This is the second in a series of posts by Yasmin, a pregnant feminist who is sharing her experiences of pregnancy with us, in the hope that she is not alone in her thinking!
When I have told many older women in their 40s and older that I am not finding out the baby’s gender, they are generally congratulatory. Indeed, a few of my pregnant friends are also choosing the surprise option. However, many also seem totally bemused that I am prepared to forgo buying everything in either pink or blue before it arrives. How will you be able to properly prepare for it?!
For me, the early discovery of a baby’s gender and the commercialization of the whole pregnancy process are, in some ways, linked. Most people on discovering their baby’s gender, like it or not, use this as an opportunity to begin storing up their nursery (if they are fortunate enough to have one) with gender “appropriate” toys and clothing. I in no way want to suggest that the sexist gender stereotyping products we have today are only a new phenomena; this is clearly not true. I do, however, believe it is much more pervasive than when I was growing up in the 1980s and ’90s.

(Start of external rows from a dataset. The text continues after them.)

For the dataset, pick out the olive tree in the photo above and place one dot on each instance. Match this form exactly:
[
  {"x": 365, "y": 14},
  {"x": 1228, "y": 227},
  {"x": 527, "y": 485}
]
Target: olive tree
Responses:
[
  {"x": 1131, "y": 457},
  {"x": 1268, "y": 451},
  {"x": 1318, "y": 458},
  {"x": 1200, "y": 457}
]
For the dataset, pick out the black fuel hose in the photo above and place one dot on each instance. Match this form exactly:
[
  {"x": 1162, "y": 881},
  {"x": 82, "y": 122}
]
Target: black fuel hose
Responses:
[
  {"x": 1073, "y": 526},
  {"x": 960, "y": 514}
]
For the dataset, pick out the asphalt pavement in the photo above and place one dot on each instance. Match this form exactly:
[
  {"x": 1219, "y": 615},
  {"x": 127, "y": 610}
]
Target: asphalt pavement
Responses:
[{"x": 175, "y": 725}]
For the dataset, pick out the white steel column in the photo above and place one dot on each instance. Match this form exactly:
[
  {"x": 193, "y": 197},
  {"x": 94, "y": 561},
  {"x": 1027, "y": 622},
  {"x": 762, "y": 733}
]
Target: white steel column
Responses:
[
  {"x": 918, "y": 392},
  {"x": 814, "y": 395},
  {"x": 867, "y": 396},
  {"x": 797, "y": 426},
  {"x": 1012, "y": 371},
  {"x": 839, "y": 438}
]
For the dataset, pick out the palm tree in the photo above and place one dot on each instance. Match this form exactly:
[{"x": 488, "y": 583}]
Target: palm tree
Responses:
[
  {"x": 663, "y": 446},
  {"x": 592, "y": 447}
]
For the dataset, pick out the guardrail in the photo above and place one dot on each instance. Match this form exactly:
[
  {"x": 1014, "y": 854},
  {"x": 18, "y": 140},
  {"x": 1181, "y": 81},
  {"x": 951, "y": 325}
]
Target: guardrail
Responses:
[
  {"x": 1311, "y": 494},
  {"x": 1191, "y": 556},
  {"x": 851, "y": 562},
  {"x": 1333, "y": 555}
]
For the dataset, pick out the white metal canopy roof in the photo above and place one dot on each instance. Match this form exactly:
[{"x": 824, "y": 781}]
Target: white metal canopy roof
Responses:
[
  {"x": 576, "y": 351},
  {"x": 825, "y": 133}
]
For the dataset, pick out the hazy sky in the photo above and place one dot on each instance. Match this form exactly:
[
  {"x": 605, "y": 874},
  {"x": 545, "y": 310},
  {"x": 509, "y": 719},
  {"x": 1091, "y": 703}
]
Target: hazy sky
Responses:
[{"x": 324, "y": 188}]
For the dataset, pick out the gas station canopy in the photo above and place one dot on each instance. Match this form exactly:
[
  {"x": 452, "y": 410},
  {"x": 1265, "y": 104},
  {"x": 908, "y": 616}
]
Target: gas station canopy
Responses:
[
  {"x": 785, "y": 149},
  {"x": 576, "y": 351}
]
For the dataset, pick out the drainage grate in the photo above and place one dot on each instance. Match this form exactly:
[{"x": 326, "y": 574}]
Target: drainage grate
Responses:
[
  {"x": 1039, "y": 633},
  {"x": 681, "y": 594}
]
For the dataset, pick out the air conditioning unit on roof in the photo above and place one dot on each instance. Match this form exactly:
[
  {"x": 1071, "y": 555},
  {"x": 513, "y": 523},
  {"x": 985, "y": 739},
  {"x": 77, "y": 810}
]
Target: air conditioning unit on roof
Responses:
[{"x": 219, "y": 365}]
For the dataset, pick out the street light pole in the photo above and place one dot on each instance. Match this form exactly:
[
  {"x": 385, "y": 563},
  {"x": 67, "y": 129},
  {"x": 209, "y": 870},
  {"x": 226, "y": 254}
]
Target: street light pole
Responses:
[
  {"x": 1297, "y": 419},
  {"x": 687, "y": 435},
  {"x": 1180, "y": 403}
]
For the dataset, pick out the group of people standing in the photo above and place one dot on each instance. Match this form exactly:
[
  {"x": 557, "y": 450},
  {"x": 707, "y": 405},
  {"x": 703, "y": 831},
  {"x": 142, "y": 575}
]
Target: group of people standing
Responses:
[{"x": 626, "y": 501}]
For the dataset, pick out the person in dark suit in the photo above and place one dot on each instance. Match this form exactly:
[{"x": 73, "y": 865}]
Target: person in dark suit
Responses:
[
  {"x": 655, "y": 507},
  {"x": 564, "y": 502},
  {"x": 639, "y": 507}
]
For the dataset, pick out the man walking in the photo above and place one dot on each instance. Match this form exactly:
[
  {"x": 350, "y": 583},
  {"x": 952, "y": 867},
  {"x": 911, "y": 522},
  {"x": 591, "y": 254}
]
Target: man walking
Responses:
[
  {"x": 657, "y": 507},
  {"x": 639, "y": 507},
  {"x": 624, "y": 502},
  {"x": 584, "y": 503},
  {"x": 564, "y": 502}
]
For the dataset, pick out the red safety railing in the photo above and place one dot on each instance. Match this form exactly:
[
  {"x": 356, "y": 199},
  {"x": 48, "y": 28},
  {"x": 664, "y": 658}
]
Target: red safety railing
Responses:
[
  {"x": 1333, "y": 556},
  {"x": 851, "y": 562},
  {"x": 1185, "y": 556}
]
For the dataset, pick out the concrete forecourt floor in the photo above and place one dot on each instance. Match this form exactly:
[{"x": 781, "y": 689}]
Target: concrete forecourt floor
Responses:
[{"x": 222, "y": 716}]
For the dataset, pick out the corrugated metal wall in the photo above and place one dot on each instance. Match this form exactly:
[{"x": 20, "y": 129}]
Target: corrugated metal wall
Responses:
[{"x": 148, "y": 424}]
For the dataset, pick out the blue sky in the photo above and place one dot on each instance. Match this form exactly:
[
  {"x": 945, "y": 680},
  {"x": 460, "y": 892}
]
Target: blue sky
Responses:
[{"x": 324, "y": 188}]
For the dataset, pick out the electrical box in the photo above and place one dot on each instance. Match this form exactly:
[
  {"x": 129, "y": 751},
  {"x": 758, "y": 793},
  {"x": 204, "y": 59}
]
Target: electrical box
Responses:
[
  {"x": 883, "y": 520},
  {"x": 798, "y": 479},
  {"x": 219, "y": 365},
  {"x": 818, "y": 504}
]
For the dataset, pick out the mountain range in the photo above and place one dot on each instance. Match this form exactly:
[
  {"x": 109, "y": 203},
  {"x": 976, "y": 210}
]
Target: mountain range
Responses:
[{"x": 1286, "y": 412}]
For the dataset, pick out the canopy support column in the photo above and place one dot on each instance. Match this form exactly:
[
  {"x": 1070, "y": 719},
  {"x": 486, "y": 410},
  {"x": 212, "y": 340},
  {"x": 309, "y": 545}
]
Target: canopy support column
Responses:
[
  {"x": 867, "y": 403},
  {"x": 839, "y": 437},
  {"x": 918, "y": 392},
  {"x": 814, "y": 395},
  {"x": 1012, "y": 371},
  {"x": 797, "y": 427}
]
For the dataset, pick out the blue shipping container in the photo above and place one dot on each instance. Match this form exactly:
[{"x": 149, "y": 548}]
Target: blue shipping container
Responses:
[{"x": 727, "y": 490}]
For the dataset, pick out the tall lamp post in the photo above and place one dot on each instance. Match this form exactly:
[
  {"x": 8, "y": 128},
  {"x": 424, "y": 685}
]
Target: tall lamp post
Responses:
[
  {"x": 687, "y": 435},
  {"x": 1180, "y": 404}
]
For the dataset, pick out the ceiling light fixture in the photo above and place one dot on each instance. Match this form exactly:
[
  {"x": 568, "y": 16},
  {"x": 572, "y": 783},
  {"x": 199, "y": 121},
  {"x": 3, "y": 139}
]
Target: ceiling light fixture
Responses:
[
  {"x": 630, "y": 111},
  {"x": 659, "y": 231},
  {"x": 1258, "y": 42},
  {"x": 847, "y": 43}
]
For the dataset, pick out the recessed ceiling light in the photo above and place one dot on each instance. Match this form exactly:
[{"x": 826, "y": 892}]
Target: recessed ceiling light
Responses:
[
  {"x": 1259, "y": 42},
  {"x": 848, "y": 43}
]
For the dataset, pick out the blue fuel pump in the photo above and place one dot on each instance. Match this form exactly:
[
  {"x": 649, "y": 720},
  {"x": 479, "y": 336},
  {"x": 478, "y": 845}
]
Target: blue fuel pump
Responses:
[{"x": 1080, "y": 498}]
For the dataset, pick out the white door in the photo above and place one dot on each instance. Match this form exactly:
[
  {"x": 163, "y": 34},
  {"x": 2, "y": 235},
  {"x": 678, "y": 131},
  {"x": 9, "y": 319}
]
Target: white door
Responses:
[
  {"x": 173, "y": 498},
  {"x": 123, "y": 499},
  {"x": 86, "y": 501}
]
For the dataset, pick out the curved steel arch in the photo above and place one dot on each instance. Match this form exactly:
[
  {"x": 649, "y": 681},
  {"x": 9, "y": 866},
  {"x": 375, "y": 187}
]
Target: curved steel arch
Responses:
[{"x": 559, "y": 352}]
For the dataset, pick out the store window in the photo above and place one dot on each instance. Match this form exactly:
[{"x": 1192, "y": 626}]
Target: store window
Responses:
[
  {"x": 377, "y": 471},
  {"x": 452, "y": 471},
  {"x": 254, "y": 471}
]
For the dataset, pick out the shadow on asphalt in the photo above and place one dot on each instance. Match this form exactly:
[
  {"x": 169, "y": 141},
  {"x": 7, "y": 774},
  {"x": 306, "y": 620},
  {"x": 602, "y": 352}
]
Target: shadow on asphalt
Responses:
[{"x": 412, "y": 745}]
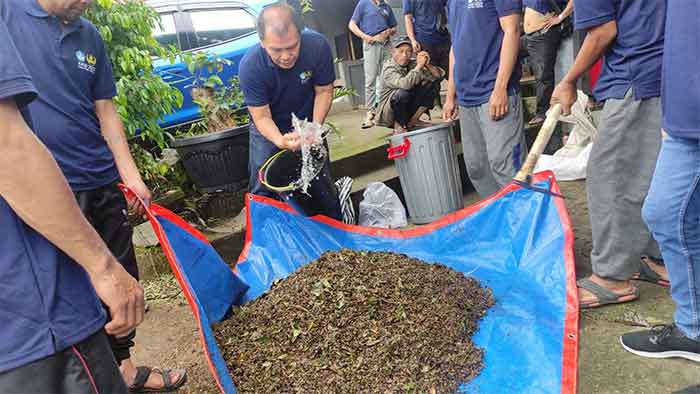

Pregnancy is now a multi-billion pound industry. It increasingly pressurises women, at a time that they are arguably at their most vulnerable, to become the ultimate consumers. There are a wealth of reading materials, diets, clothes, classes, apps, you name it, that a pregnant woman can spend her time and, crucially, her money on. This is before we even begin to talk about nappy types, prams, cots, baby monitors… and the list goes on. The Baby Centre app for expectant mothers constantly reminds me that I should ‘pamper’ myself by taking time to have a pedicure or facial or to visit the hairdressers.
The underlying message here is that even at this time, you can still look your ‘best’. More importantly, in order to do so, regular worship at the altar of these bastions of the beauty industry is a necessity. This is not to say that I think quality time for yourself is something that can be scoffed at. My concern is that it is often framed within a capitalist consumerist context. “Well-being”, as pregnant women, is something we purchase at the beauty salon or from “sexy”, “trendy” maternity wear outlets.
It’s therefore unsurprising that when, as a feminist, I state that many of my new born’s clothes will be second-hand, this is greeted with incredulity: how can I not want the best for it? My feminist principles force me to recognise that, by virtue of being a western consumer, I play an important role in a global market place. A market place that allows sweatshops to exist. Places which, as we know, primarily employ cheap female labour and in some cases child labour, where people are forced to work under inhumane conditions. I do not get it right all the time, but I do try, and this effort in itself is frowned upon as a marker of how I am unwilling to give the “best that money can buy” to my child. I am invariably met with a glib dismissal of my way of thinking, the “do gooder” in me is talked of as something that will necessarily be compromised when the baby arrives.
This increasing emphasis on the material as a means to cope with the difficulties and emotional roller coaster that is pregnancy only serves to further undermine women. If you don’t feel and look great, then really who else do you have to blame when there is a wealth of consumer options available to you?